The National Archives, created to collect and preserve the records of the United States government and the custodian of the nation’s most treasured documents, including originals of the Declaration of Independence and the Constitution, confirmed that the photograph had been deliberately edited by agency managers and museum staff.
How does something like this happen? I figured there had to be some Trump political appointee in charge, ready to censor anything that put Trump in a bad light. But no. The archivist of the United States, David S. Ferriero, participated in the discussion regarding the exhibit and supported the decision to edit the photo. Ferriero is 74, a professional librarian, and was appointed to his office by President Barack Obama in 2009.
Heim asked the archives for a comment and reported:
“As a non-partisan, non-political federal agency, we blurred references to the President’s name on some posters, so as not to engage in current political controversy,” Archives spokeswoman Miriam Kleiman said in an emailed statement. “Our mission is to safeguard and provide access to the nation’s most important federal records, and our exhibits are one way in which we connect the American people to those records. Modifying the image was an attempt on our part to keep the focus on the records.”
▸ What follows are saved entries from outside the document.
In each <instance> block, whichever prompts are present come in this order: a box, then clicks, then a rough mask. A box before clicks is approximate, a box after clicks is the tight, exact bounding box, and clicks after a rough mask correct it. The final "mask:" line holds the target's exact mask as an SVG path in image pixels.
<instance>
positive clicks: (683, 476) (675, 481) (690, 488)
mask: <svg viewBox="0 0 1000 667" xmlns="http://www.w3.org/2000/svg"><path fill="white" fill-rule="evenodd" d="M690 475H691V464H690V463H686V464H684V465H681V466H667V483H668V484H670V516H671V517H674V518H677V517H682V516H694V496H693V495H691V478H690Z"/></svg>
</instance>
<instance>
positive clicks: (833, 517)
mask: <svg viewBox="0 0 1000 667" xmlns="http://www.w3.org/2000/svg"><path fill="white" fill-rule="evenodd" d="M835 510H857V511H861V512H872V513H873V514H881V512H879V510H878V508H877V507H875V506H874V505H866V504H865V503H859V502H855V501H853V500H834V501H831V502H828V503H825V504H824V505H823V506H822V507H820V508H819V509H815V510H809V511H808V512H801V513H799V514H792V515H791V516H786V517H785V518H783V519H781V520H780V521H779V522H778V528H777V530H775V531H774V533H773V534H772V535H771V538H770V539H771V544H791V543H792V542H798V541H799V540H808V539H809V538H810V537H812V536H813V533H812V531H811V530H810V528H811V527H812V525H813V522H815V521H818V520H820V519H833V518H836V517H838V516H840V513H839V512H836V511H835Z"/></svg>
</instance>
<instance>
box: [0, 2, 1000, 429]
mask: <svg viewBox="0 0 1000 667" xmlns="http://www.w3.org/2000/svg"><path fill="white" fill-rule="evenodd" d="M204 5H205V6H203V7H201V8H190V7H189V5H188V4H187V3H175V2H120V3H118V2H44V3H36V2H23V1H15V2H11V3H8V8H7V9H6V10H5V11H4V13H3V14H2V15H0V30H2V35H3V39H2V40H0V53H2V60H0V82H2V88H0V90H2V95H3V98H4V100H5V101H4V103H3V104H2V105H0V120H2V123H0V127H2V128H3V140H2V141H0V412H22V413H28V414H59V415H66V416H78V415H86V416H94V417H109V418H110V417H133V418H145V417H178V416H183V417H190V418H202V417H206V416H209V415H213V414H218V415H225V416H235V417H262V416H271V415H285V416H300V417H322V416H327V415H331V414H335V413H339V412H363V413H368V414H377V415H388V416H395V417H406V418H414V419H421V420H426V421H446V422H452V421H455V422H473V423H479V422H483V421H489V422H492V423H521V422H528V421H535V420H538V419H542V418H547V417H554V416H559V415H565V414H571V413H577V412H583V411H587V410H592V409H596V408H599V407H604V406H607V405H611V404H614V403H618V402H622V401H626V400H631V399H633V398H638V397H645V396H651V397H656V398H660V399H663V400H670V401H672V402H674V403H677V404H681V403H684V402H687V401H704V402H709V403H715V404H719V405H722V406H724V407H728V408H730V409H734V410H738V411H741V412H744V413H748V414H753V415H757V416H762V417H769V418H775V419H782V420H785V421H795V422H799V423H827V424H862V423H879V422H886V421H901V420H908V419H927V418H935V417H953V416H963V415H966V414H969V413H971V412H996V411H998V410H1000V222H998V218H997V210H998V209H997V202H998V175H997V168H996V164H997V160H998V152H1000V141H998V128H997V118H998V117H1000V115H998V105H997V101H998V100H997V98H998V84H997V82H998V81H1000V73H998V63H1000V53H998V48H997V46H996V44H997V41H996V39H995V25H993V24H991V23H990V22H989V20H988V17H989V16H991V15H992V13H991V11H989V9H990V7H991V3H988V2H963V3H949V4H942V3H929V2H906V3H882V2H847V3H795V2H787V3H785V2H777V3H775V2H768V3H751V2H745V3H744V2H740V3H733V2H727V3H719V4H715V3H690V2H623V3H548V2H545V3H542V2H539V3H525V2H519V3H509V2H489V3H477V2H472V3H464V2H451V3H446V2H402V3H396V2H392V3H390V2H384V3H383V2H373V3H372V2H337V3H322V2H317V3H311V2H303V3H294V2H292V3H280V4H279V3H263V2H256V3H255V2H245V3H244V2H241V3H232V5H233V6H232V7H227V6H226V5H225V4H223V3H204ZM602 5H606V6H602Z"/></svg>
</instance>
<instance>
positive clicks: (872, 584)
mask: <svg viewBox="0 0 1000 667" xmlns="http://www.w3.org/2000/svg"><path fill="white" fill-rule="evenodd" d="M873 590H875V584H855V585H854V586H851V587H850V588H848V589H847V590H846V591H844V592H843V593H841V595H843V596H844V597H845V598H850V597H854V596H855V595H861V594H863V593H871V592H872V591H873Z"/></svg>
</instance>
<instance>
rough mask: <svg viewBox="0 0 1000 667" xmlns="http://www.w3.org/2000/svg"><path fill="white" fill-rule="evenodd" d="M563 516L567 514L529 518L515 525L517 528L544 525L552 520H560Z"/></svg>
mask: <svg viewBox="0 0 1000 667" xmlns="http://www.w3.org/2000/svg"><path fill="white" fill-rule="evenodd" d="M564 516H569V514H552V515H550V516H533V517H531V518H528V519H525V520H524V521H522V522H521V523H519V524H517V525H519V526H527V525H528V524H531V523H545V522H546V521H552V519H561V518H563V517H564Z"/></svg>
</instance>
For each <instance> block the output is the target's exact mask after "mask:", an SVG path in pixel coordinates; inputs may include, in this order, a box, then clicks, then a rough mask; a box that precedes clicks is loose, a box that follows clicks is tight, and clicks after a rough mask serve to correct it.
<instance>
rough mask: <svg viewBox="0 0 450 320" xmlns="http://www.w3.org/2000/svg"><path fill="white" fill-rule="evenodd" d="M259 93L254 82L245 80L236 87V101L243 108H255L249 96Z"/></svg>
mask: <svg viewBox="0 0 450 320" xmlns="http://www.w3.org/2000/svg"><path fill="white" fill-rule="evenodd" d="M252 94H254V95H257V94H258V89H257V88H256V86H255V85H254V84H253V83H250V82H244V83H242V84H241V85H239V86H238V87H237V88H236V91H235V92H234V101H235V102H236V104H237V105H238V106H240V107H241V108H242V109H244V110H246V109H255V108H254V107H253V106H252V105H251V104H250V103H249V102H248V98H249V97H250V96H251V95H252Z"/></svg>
Yeah, sure. The Archives has now, to its credit, apologized, removed the altered photo, and promised to replace it with the original image.
So here’s the thing. We have become so frightened of retribution from political opponents that otherwise intelligent, reasonable and fair people are afraid to speak up and call out those who challenge the very foundations of this nation. In America, we do not censor, we do not lie, we do not make up “fake news,” an oxymoron if ever I have heard one.
If you pull out your hair trying to understand how our nation has reached the state of extreme polarization we now find ourselves in, I suggest you start by looking in the mirror. Whether you are the Archivist of the United States or someone just arguing with a family member over the dinner table, the choice to defend the truth is up to you. You can’t wait for some talking bobble-head on cable television to tell you what to think.
There was a character on the television program NCIS who often quoted from movie scripts to make a point. I should have copyrighted the idea because I was doing that long before Anthony DiNozzo was created by Donald Bellisario and Michael Weatherly. I used to drive my teachers crazy.
There’s this great speech toward the end of the film, The American President, written by Aaron Sorkin. President Andrew Shepherd, played by Michael Douglas, has been ignoring all kinds of abuse and personal attack from a political rival, Senator Bob Rumson, believing it is beneath his office to respond to the taunts. Finally, as he seems to be losing both his legislative program and the woman he loves, he boils over:
America isn’t easy. America is advanced citizenship. You’ve gotta want it bad, ’cause it’s gonna put up a fight. It’s gonna say, “You want free speech? Let’s see you acknowledge a man whose words make your blood boil, who’s standing center stage and advocating at the top of his lungs that which you would spend a lifetime opposing at the top of yours….”
We have serious problems to solve, and we need serious people to solve them. And whatever your particular problem is, I promise you Bob Rumson is not the least bit interested in solving it. He is interested in two things, and two things only: making you afraid of it, and telling you who’s to blame for it. That, ladies and gentlemen, is how you win elections. You gather a group of middle age, middle class, middle income voters who remember with longing an easier time, and you talk to them about family, and American values and character, and you wave an old photo of the President’s girlfriend and you scream about patriotism. You tell them she’s to blame for their lot in life. And you go on television and you call her a whore.
—–Aaron Sorkin, The American President (1995)
Truth is truth and facts are facts. We can’t be afraid to stand up and fight for them.